Pretty cool picture. I like photos like this. Only advice I would suggest would be to try to remove some of that blue light highlights on the leather sofa. Its strong and my eye keeps going to that spot....and pump in a little red and yellow...something like this..Over all interesting textures..


----------



## CaboWabo (Jan 4, 2014)

Thank Vip for the suggestion I will try that idea on my next ones from the store


----------



## weags77 (Jan 6, 2014)

vipgraphx said:


> Pretty cool picture. I like photos like this. Only advice I would suggest would be to try to remove some of that blue light highlights on the leather sofa. Its strong and my eye keeps going to that spot....and pump in a little red and yellow...something like this..Over all interesting textures..
> 
> http://s83.photobucket.com/user/q45t07/media/11746500903_c8c41866f3_c_zps1c4c91c7.jpg.html



Cool photo. Like the edit better and personally would pump up the yellow or just reds at least a bit more. Looks like an interesting place to  photograph.


----------



## sm4him (Jan 6, 2014)

Another vote for vip's edit. Man, that place would be awesome to dig through with a macro lens at hand!


----------



## weags77 (Jan 6, 2014)

sm4him said:


> Another vote for vip's edit. Man, that place would be awesome to dig through with a macro lens at hand!
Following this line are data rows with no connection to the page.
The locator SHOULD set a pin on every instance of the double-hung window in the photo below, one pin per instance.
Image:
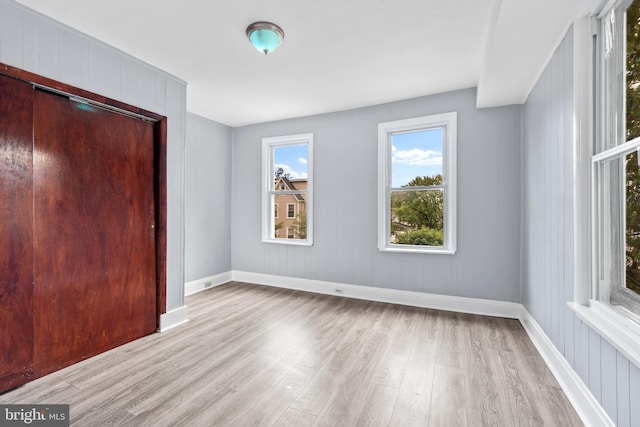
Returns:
(616, 165)
(287, 181)
(610, 304)
(417, 184)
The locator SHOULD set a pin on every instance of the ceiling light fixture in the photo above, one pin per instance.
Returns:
(265, 36)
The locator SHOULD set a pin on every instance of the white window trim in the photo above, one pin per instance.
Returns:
(619, 330)
(268, 143)
(447, 120)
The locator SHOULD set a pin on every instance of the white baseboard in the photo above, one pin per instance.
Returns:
(206, 283)
(173, 318)
(415, 299)
(587, 407)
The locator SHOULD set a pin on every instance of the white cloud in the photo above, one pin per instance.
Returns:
(288, 170)
(416, 157)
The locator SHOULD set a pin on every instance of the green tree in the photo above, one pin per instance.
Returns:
(417, 216)
(300, 225)
(279, 173)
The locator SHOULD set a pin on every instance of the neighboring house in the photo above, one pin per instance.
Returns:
(289, 209)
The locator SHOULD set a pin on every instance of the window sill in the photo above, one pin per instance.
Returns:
(417, 250)
(620, 331)
(293, 242)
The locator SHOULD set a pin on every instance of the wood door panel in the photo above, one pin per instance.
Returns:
(16, 251)
(95, 265)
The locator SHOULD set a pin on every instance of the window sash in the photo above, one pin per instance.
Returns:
(271, 190)
(446, 121)
(609, 189)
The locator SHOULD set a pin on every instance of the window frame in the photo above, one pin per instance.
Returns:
(448, 121)
(269, 191)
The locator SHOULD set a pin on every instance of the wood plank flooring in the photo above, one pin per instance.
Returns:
(260, 356)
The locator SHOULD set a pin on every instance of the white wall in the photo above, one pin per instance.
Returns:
(547, 250)
(208, 198)
(35, 43)
(487, 263)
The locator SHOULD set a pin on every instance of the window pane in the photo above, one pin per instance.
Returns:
(416, 154)
(632, 223)
(417, 217)
(290, 162)
(294, 226)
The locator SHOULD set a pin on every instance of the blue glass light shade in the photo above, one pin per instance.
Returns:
(265, 36)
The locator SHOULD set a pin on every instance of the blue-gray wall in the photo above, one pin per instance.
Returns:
(208, 198)
(35, 43)
(547, 249)
(487, 264)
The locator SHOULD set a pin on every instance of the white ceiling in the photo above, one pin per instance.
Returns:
(337, 54)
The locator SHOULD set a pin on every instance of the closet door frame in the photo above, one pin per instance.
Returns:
(160, 162)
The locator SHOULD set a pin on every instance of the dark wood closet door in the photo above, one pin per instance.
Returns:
(16, 220)
(95, 271)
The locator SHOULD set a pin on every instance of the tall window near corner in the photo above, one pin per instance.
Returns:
(287, 180)
(417, 184)
(616, 163)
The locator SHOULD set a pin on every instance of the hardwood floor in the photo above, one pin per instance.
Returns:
(253, 355)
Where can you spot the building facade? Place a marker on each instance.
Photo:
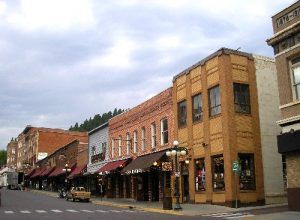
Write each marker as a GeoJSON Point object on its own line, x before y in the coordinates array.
{"type": "Point", "coordinates": [12, 152]}
{"type": "Point", "coordinates": [217, 119]}
{"type": "Point", "coordinates": [36, 143]}
{"type": "Point", "coordinates": [286, 45]}
{"type": "Point", "coordinates": [138, 139]}
{"type": "Point", "coordinates": [98, 156]}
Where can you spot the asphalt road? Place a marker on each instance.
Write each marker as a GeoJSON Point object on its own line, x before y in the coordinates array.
{"type": "Point", "coordinates": [28, 205]}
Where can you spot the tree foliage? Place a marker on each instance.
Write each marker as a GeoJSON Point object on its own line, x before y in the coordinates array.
{"type": "Point", "coordinates": [3, 155]}
{"type": "Point", "coordinates": [97, 120]}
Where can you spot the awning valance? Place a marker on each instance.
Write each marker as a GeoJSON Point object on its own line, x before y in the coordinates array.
{"type": "Point", "coordinates": [77, 171]}
{"type": "Point", "coordinates": [142, 163]}
{"type": "Point", "coordinates": [111, 166]}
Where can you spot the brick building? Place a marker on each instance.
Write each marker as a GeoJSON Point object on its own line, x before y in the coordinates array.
{"type": "Point", "coordinates": [286, 44]}
{"type": "Point", "coordinates": [36, 143]}
{"type": "Point", "coordinates": [216, 108]}
{"type": "Point", "coordinates": [12, 152]}
{"type": "Point", "coordinates": [49, 173]}
{"type": "Point", "coordinates": [98, 156]}
{"type": "Point", "coordinates": [138, 139]}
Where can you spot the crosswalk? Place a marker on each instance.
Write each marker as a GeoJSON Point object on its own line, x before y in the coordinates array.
{"type": "Point", "coordinates": [40, 211]}
{"type": "Point", "coordinates": [225, 215]}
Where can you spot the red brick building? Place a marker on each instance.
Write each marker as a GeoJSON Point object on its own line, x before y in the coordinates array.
{"type": "Point", "coordinates": [36, 143]}
{"type": "Point", "coordinates": [138, 138]}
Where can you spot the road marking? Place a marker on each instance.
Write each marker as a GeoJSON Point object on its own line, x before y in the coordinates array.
{"type": "Point", "coordinates": [40, 211]}
{"type": "Point", "coordinates": [56, 210]}
{"type": "Point", "coordinates": [71, 210]}
{"type": "Point", "coordinates": [84, 210]}
{"type": "Point", "coordinates": [102, 211]}
{"type": "Point", "coordinates": [116, 211]}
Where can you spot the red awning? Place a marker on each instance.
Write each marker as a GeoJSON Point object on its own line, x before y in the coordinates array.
{"type": "Point", "coordinates": [59, 171]}
{"type": "Point", "coordinates": [38, 172]}
{"type": "Point", "coordinates": [111, 166]}
{"type": "Point", "coordinates": [47, 171]}
{"type": "Point", "coordinates": [31, 172]}
{"type": "Point", "coordinates": [77, 171]}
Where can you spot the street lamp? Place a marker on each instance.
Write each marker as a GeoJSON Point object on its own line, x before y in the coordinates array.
{"type": "Point", "coordinates": [66, 169]}
{"type": "Point", "coordinates": [176, 151]}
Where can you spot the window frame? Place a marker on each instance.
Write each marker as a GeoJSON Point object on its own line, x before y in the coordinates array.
{"type": "Point", "coordinates": [237, 93]}
{"type": "Point", "coordinates": [153, 135]}
{"type": "Point", "coordinates": [135, 144]}
{"type": "Point", "coordinates": [143, 138]}
{"type": "Point", "coordinates": [213, 104]}
{"type": "Point", "coordinates": [200, 173]}
{"type": "Point", "coordinates": [220, 177]}
{"type": "Point", "coordinates": [295, 85]}
{"type": "Point", "coordinates": [200, 112]}
{"type": "Point", "coordinates": [247, 176]}
{"type": "Point", "coordinates": [164, 140]}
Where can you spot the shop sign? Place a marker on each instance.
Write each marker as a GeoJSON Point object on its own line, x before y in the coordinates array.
{"type": "Point", "coordinates": [134, 171]}
{"type": "Point", "coordinates": [166, 166]}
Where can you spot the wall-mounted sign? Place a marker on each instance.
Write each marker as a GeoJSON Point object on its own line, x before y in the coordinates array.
{"type": "Point", "coordinates": [166, 166]}
{"type": "Point", "coordinates": [42, 155]}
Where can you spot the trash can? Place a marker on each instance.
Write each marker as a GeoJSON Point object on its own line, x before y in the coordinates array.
{"type": "Point", "coordinates": [167, 200]}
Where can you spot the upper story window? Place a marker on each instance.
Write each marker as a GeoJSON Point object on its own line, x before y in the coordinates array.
{"type": "Point", "coordinates": [241, 98]}
{"type": "Point", "coordinates": [143, 138]}
{"type": "Point", "coordinates": [120, 146]}
{"type": "Point", "coordinates": [182, 114]}
{"type": "Point", "coordinates": [112, 148]}
{"type": "Point", "coordinates": [135, 142]}
{"type": "Point", "coordinates": [127, 144]}
{"type": "Point", "coordinates": [153, 135]}
{"type": "Point", "coordinates": [164, 131]}
{"type": "Point", "coordinates": [197, 108]}
{"type": "Point", "coordinates": [214, 101]}
{"type": "Point", "coordinates": [295, 77]}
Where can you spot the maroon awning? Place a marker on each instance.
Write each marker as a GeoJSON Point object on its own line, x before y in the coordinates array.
{"type": "Point", "coordinates": [47, 171]}
{"type": "Point", "coordinates": [59, 171]}
{"type": "Point", "coordinates": [77, 171]}
{"type": "Point", "coordinates": [111, 166]}
{"type": "Point", "coordinates": [38, 172]}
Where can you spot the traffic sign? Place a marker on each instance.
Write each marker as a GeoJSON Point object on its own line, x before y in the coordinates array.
{"type": "Point", "coordinates": [235, 166]}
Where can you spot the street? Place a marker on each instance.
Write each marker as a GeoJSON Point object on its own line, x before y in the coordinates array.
{"type": "Point", "coordinates": [21, 204]}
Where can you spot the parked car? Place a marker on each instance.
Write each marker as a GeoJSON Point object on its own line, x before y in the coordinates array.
{"type": "Point", "coordinates": [78, 193]}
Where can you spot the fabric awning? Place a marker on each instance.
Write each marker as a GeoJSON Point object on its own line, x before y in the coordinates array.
{"type": "Point", "coordinates": [31, 172]}
{"type": "Point", "coordinates": [77, 171]}
{"type": "Point", "coordinates": [111, 166]}
{"type": "Point", "coordinates": [143, 163]}
{"type": "Point", "coordinates": [59, 171]}
{"type": "Point", "coordinates": [38, 172]}
{"type": "Point", "coordinates": [47, 171]}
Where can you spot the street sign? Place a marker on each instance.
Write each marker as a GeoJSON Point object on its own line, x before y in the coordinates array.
{"type": "Point", "coordinates": [235, 166]}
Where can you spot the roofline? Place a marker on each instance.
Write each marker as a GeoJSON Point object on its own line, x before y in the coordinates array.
{"type": "Point", "coordinates": [296, 1]}
{"type": "Point", "coordinates": [98, 128]}
{"type": "Point", "coordinates": [219, 52]}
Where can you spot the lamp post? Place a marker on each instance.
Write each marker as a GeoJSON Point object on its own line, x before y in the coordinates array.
{"type": "Point", "coordinates": [176, 151]}
{"type": "Point", "coordinates": [66, 169]}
It sure would !! You just don't see textures and shapes like that in today's "plasticky world of stuff".


----------



## CaboWabo (Jan 6, 2014)

Yes I to think vip edit is better I wish i was better with photoshop I have been watching and reading and asking questions hopefully I will get better , can any one tell me just how you pump more yellows and reds in , by the color adjustment sliders ?


----------



## tirediron (Jan 6, 2014)

sm4him said:


> Another vote for vip's edit. Man, that place would be awesome to dig through with a big truck out front!



FTFY


----------



## vipgraphx (Jan 6, 2014)

CaboWabo said:


> Yes I to think vip edit is better I wish i was better with photoshop I have been watching and reading and asking questions hopefully I will get better , can any one tell me just how you pump more yellows and reds in , by the color adjustment sliders ?
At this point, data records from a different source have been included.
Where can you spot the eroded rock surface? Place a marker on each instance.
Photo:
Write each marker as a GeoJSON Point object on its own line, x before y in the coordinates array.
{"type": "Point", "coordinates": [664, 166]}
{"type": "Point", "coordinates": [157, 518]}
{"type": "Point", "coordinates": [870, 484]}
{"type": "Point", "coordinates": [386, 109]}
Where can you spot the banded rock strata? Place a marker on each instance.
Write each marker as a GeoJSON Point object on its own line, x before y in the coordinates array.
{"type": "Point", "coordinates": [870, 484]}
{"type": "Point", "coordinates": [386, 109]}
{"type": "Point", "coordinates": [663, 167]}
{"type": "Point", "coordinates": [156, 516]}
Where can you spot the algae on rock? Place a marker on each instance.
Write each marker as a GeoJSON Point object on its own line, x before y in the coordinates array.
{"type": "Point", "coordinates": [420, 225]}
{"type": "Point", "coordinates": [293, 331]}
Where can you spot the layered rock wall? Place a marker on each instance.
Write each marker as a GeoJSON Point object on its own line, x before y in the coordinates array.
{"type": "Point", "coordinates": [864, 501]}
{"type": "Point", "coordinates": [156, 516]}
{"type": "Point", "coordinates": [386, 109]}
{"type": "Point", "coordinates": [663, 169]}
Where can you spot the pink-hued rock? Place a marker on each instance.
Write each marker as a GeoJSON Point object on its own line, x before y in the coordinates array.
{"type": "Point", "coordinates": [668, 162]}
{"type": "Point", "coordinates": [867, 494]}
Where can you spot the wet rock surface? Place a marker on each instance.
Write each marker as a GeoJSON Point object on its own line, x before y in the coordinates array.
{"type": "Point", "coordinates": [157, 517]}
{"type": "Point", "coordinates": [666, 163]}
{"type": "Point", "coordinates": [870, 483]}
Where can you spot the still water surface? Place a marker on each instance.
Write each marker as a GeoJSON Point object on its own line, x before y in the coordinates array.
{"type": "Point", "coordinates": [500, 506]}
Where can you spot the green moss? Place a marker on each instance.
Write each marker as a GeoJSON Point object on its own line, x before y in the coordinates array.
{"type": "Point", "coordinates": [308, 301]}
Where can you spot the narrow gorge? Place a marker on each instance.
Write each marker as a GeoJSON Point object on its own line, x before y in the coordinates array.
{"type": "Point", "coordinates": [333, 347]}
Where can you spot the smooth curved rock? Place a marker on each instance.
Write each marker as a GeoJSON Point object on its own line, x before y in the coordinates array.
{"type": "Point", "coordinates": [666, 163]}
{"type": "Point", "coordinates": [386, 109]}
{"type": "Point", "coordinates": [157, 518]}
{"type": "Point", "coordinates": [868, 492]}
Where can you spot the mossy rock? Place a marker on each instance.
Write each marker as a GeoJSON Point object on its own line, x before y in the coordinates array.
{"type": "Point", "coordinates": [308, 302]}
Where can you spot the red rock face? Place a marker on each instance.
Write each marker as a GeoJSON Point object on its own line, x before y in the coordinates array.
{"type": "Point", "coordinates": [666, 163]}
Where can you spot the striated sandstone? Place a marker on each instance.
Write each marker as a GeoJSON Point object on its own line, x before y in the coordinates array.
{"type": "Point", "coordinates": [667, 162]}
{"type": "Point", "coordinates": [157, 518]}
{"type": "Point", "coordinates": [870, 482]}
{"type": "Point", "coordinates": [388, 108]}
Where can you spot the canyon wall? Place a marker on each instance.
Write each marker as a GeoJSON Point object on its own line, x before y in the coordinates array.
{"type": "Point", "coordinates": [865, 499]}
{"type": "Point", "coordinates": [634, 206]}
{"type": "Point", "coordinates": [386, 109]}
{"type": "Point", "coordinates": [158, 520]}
There are a few ways to do this. In your layer window look select the layer you want to adjust and look at the bottom there should be a little half black half white circle. You can click that and select selective color. This will pop open a window that then you can select the colors you would like to adjust, Play with the sliders to your desire. 

another way is you can do the same step but now click HUE/Saturation and now you can do the same. 

These two methods are almost the same but there are differences if. If you want to pump color out the hue/saturation does a great job because there is a little more control there. 

I use both all the time!


----------



## CaboWabo (Jan 6, 2014)

Thank you for your help as always VIP you advice has helped me get better


----------



## robbins.photo (Jan 6, 2014)

weags77 said:


> vipgraphx said:
> 
> 
> > Pretty cool picture. I like photos like this. Only advice I would suggest would be to try to remove some of that blue light highlights on the leather sofa. Its strong and my eye keeps going to that spot....and pump in a little red and yellow...something like this..Over all interesting textures..
> ...




I'm not sure yellow or red is actually allowed in Tennessee.


----------



## vipgraphx (Jan 6, 2014)

CaboWabo said:


> Thank you for your help as always VIP you advice has helped me get better




hey man no problem!


----------